I tried to think back on my own university education years ago. In Singapore, university education is mostly subsidized for Singapore citizens. A degree in Accountancy requires 3 years to complete; each year cost at most $12k, which makes the total amount about $36k. Each working adult in Singapore is supposed to contribute a fraction of monthly pay to a mandatory savings scheme called “Central Provident Fund” (or CPF for short). For most Singaporeans, other than those who are lucky enough to garner sponsorship or scholarships, a loan is necessary to fund the fees. Besides going to a bank, there is an option to “borrow” from parents’ CPF savings. The interest rate is on the high side at 4%, however, back then, I decided upon this option, figuring that its better to pay interest to my own parent than to a third party.
With this background, you probably can understand my shock at reading about the student loans of US$200k each, which made it roughly 5 times of mine! In HSBC’s 2018 report “The Value of Education, students spend on average US$99,417 over the course of a degree. The numbers in the novel look like they are on the high side; then again, that was for private education. 85% of students have to work while studying to defray the costs. 62% of parents stopped or reduced their leisure activities to support their children’s university education. Many parents also wish they are more financially prepared for their child’s university education.
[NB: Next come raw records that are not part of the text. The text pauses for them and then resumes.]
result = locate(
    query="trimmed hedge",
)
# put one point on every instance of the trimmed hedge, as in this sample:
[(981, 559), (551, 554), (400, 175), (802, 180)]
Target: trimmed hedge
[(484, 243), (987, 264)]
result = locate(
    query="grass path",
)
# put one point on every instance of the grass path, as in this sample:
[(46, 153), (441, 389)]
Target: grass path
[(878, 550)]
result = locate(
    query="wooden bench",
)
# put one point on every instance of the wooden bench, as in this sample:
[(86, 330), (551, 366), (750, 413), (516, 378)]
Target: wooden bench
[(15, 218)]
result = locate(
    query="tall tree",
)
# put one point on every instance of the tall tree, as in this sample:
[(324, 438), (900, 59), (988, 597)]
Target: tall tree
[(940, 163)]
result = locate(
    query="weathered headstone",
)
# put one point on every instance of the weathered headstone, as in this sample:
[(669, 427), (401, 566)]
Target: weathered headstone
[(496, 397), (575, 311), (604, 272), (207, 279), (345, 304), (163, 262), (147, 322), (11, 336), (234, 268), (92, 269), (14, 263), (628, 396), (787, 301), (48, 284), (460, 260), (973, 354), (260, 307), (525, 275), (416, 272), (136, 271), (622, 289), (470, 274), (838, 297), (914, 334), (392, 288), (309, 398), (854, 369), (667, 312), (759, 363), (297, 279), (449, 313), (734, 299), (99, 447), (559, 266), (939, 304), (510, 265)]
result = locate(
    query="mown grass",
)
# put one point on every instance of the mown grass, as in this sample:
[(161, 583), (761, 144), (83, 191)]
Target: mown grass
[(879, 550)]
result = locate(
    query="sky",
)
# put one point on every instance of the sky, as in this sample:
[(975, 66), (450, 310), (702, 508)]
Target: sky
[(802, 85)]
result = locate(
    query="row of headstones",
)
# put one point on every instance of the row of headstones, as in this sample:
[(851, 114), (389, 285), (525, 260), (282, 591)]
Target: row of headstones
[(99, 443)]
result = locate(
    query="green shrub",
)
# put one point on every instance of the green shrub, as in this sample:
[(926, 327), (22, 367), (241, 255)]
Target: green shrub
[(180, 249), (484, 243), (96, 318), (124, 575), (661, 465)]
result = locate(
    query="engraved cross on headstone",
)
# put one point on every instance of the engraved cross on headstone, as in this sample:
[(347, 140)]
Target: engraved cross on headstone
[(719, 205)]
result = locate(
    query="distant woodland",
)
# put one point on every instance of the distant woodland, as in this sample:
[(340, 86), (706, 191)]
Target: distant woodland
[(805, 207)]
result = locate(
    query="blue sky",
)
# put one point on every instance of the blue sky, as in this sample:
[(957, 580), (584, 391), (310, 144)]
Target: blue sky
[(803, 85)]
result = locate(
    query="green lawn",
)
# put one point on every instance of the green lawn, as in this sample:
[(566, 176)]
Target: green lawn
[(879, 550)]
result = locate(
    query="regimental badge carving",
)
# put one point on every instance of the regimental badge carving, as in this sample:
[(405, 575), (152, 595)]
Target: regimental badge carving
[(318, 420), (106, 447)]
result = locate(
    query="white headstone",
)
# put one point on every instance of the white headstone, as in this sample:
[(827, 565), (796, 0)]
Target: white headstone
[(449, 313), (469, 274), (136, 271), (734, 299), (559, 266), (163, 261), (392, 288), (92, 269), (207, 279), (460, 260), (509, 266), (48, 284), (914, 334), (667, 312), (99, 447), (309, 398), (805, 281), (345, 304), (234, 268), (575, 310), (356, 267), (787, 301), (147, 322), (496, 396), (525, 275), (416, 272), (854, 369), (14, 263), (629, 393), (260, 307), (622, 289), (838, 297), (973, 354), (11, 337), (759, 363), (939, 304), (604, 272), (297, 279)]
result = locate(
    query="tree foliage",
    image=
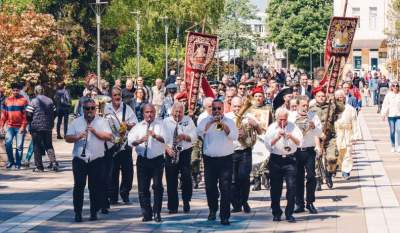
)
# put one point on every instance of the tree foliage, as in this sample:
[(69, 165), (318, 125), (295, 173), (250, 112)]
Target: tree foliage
[(300, 26), (32, 49)]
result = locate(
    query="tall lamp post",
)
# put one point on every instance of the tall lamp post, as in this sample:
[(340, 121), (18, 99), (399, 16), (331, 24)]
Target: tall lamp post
[(166, 26), (98, 7), (138, 21)]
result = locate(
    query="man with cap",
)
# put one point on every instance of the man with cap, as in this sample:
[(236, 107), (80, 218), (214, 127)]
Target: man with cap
[(168, 102), (258, 96), (329, 136), (282, 97)]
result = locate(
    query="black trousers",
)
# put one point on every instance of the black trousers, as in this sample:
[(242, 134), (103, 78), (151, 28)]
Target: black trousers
[(121, 162), (81, 171), (106, 179), (218, 169), (305, 163), (148, 169), (38, 137), (242, 164), (172, 172), (280, 168)]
It is a worrying trend, as, if they are struggling to repay the education expenses, they may not have enough savings for their own retirement or emergency stash. In addition, upon graduation, the immediate worry and stress of loan repayment can be daunting, especially if they are not able to find jobs. This can be a vicious cycle; if the debts are not gotten rid of, their children will not be able to afford university education by the time they grow up.
Financial awareness; financial literacy; financial planning and eventually financial freedom become important to break the cycle; to remain debt free and even have ample savings for retirement, not to mention funding children’s education in the future! Hence, it is heartening to read that as part of the Singapore government efforts to boost financial literacy among Singaporeans and help them manage their money well, it was announced in Nov 2018 that a mandatory module will be introduced from 2019 onward in polytechnics and ITEs (https://www.straitstimes.com/singapore/poly-ite-students-to-be-taught-financial-literacy).
More can certainly be done, such as starting financial education at a younger age to instill the importance of financial knowledge or various workshops can be conducted targeting different segments of the population such as young adults concerning savings; parents regarding debt management or even retirees on retirement planning or setting up of trust funds etc.